Наконец, отчаявшись, я выключил передатчик, простился с товарищем и стал спускаться вниз. Рано или поздно я должен найти своих.
Издалека донесся рокот мотора. Он слышался все отчетливее, все сильнее, и вот внизу, на выжженном солнцем холме, я увидел длинную бегущую тень грузовика.
Это друзья спешили к нам на помощь.
Весь исцарапанный о колючий кустарник, я скатился вниз по склону и прежде всего увидел в кузове машины антенну маленькой радиостанции.
Радист принимал мою передачу всю дорогу и, несмотря на то, что приближался к нам, слышал все хуже и хуже.
— Я думал, что мы удаляемся в сторону и не там ищем, — говорил он, поглядывая вверх, где торчало сломанное крыло планера, — но потом догадался, что у тебя разрядились батареи.
Вполне понятно, что в те минуты меня мало интересовали его догадки, да и вообще любая техника, но потом уже на обратном пути я мог вознаградить себя обстоятельной беседой с радистом по всяким волнующим вопросам нашей чудесной профессии.
Мы сидели в кузове. На прицепе колыхался бескрылый планер. Светила луна, и к ней дрожащим лучом тянулся серебряный прут антенны.
Дом на ветках
В дивизионной радиоремонтной мастерской мне показали довольно необычную радиостанцию самого первого выпуска.
Она была пробита насквозь осколками, а внутри вместо обычных заводских деталей кое-где были прикручены- да, именно «прикручены», а не припаяны — старые любительские конденсаторы выпуска чуть ли не десятилетней давности; сопротивления от трофейных радиостанций и другие мелкие детали присоединялись звонковым проводом в бумажной изоляции.

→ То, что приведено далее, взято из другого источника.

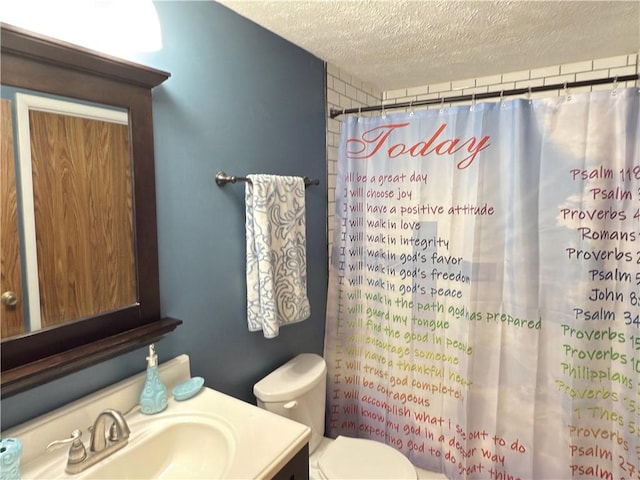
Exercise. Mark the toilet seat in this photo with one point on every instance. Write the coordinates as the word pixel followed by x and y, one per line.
pixel 358 458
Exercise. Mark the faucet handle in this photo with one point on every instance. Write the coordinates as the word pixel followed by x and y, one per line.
pixel 77 451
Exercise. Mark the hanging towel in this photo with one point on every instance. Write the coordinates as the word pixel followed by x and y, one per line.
pixel 276 253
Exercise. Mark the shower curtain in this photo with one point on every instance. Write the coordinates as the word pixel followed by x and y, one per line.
pixel 484 293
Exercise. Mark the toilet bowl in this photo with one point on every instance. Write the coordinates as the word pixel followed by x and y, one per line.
pixel 297 390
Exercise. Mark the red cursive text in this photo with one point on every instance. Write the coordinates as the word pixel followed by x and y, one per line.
pixel 371 141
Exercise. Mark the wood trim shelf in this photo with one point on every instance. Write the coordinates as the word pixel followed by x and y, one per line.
pixel 50 368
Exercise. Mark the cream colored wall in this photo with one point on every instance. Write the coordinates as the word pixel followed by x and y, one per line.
pixel 346 91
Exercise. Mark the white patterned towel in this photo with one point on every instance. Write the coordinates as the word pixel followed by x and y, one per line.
pixel 276 253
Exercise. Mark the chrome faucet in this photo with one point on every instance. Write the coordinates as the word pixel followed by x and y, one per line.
pixel 118 432
pixel 100 446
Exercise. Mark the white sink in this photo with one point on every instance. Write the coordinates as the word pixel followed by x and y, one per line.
pixel 209 436
pixel 197 447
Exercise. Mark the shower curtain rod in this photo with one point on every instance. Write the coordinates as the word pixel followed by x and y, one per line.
pixel 335 112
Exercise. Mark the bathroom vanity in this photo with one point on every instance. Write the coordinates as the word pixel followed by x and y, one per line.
pixel 210 435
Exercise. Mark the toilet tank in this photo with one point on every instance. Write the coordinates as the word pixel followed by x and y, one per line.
pixel 297 390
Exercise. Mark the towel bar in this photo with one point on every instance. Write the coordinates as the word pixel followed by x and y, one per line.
pixel 222 179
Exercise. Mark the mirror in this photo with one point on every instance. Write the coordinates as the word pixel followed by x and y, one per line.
pixel 75 201
pixel 48 67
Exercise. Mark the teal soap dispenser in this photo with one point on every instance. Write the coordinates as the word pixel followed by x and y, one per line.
pixel 153 398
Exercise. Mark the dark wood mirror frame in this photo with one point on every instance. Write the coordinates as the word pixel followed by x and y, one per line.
pixel 43 64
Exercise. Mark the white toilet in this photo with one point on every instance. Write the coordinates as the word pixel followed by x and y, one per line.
pixel 297 390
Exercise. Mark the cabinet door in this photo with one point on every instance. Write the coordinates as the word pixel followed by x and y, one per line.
pixel 10 269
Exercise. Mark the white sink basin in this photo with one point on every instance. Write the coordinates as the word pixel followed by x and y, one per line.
pixel 197 447
pixel 209 436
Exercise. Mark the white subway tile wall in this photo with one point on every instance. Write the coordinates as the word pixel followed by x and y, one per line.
pixel 346 91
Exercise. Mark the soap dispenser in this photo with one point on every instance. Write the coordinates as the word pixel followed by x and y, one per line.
pixel 153 398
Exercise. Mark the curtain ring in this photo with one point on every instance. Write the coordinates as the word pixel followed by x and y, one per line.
pixel 567 92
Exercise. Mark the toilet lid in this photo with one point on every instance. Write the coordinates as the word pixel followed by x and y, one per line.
pixel 358 458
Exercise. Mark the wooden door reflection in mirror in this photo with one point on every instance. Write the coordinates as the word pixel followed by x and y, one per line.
pixel 49 67
pixel 77 202
pixel 10 265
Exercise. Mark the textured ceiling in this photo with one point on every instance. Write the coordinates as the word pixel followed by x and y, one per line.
pixel 401 43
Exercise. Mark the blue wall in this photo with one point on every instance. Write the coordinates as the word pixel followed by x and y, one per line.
pixel 242 100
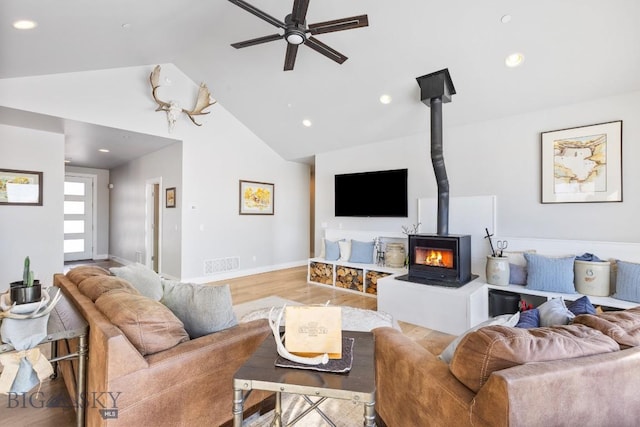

Эту радиостанцию нельзя было ремонтировать, но почему-то ее не выбросили и не разобрали на детали.
Оказывается, она имела свою интересную историю и одно время принадлежала не радисту, а человеку, который…
Впрочем, я лучше все расскажу сначала.
Представьте себе одинокий хутор на перекрестке дорог. Кругом степь, выжженная огнем. Вдали — зубчатый профиль леса.
Несколько случайно уцелевших деревьев окружают хутор. Под ними притаились серый немецкий грузовик и три мотоцикла. Из кустов выглядывают поднятые вверх стволы минометов.
Здесь стоят гитлеровцы. Штаб полка.
На хуторе почти никого не осталось. Старик, две старухи, женщина с двухлетним ребенком да парнишка лет двенадцати.
Штаб полка тщательно охраняли. Нельзя было ни пройти на хутор, ни выйти из него.
Бессменно дежурили усиленные наряды часовых.